The Argentinian singer, pianist and composer Clara Margarita Souviron, known by her artist name YVETTE SOUVIRON (1914–2010), composed “Al banco solitario”, a passionate song recalling moments shared with her absent beloved. Influenced by impressionism, here the sound of the harp evokes the dream, the magic of the idealised romantic encounter. From Brazil, we hear an interesting selection including two iconic works from the popular repertoire in masterful harp arrangements: Tico- Tico no fubá by ZEQUINHA DE ABREU (1880–1935) and Brasileirinho by WALDIR AZEVEDO (1923–1980). From ALBERTO NEPOMUCENO (1864–1920), a forerunner of the use of Portuguese in Brazilian art song, we hear “Coração triste”, a melancholic song set to poetry by the great Machado de Assis (1839–1908).

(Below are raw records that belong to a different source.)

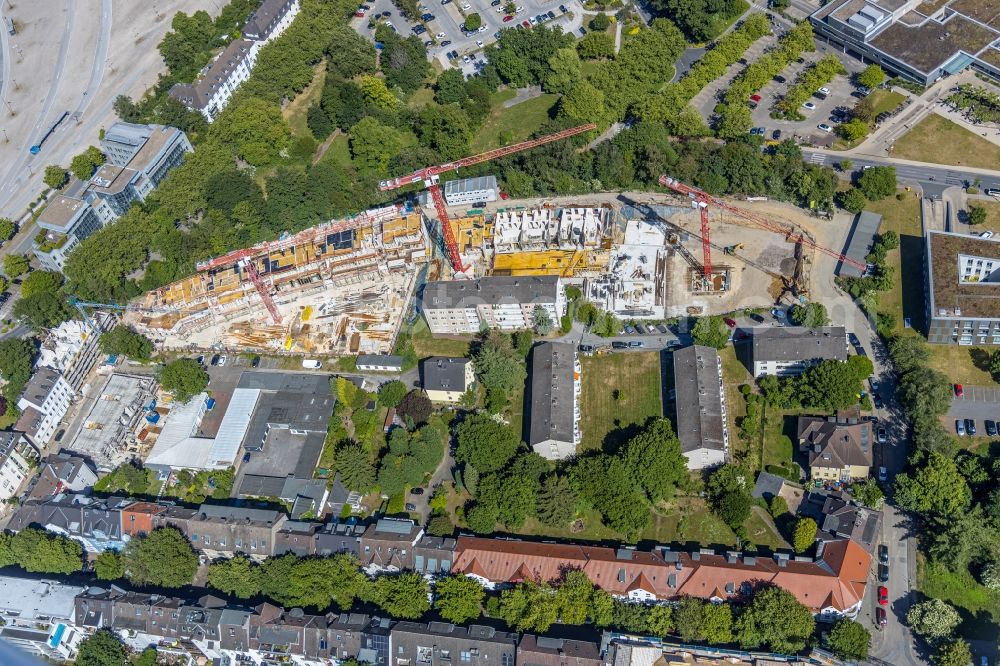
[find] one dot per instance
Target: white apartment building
(43, 403)
(16, 456)
(210, 94)
(466, 307)
(72, 349)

The Latin American song repertoire is also characterised by the delicacy and quality of its poetry, not only in art song, but also in popular and folk song. Examples of great poetry can be found in “En estos días” and “La vida” by the Cuban singer–songwriter SILVIO RODRÍGUEZ (b.1946). Rodríguez is one of the most prolific representatives of the Nueva canción (New Song) movement, the reflection in sound of the profound cultural and political changes that occurred in Latin America and the wider world in the late 1960s and throughout the 1970s.
Strongly influenced by popular folklore, the appearance and acceptance of Nueva canción benefited from the demographic movements that drove millions of people from the countryside to the city, with all the conflicts, changes, losses and gains that a shift of this magnitude could generate. For those who migrated from the countryside to the city, Nueva canción represented a reunion with their history and past life and a tool that allowed for the construction of a future. This past–modernity dialectic is materialised in the song as a meeting point between traditional sonic textures and elements of electronic music, jazz and symphonic music.

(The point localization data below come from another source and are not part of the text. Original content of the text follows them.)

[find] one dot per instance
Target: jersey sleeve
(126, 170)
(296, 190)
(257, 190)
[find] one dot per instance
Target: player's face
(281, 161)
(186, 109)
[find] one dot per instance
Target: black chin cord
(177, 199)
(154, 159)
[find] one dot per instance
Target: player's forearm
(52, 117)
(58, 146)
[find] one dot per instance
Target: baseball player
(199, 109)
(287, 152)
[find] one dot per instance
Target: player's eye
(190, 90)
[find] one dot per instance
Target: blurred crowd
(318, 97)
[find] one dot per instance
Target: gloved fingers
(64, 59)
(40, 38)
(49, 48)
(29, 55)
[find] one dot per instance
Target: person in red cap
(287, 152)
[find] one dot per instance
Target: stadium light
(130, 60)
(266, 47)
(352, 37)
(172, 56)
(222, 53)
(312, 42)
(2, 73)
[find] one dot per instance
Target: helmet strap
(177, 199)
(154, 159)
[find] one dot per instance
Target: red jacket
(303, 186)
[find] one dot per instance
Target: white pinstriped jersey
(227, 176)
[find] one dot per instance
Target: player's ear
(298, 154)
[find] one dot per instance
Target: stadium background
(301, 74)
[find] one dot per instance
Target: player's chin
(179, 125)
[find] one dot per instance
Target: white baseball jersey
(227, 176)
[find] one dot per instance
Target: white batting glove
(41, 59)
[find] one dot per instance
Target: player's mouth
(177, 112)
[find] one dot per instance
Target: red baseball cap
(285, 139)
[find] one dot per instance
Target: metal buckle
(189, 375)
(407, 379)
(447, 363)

As in art song, the symbiosis between music and text is central in Nueva canción and, like the minstrel tradition, its texts describe rural and urban spaces, loneliness, love, social injustice, and pain. In this context, songs like “Alfonsina y el mar” by the Argentinean ARIEL RAMÍREZ (1921–2010) became touchstones for generations of Latin Americans who, accompanied by the guitar, performed them in family gatherings. Equally important within the folk repertoire are the Mexican songs “La Bikina” by RUBÉN FUENTES (b.1926) and the traditional folk song “La llorona”.
This programme represents a meeting point between the different types of songs. Like a collage of sounds, it brings together diverse traditions, styles, and historical moments that intersect, all in the same space and on the same level of validation. After all, the division between art, folk and popular music is a relatively recent construct that emerged from the enlightened elites of central Europe to classify music outside its axis. Fortunately, as we hear on this recording, Latin American song succeeds in breaking down these categories. Thanks to the beautiful repertoire selection, careful interpretation and arrangements of these works (mostly written for voice and piano) for the harp, the music acquires a seal of authenticity. Without a doubt, this album, in addition to nurturing the soul with its beauty, helps us understand the historical and cultural complexity of Latin America.
Patricia Caicedo
Soprano and musicologist Patricia Caicedo is the author of The Latin American Art Song: Sounds of the Imagined Nations. She is the director of the Barcelona Festival of Song, a summer programme dedicated to studying the history and interpretation of the Latin American & Iberian art song.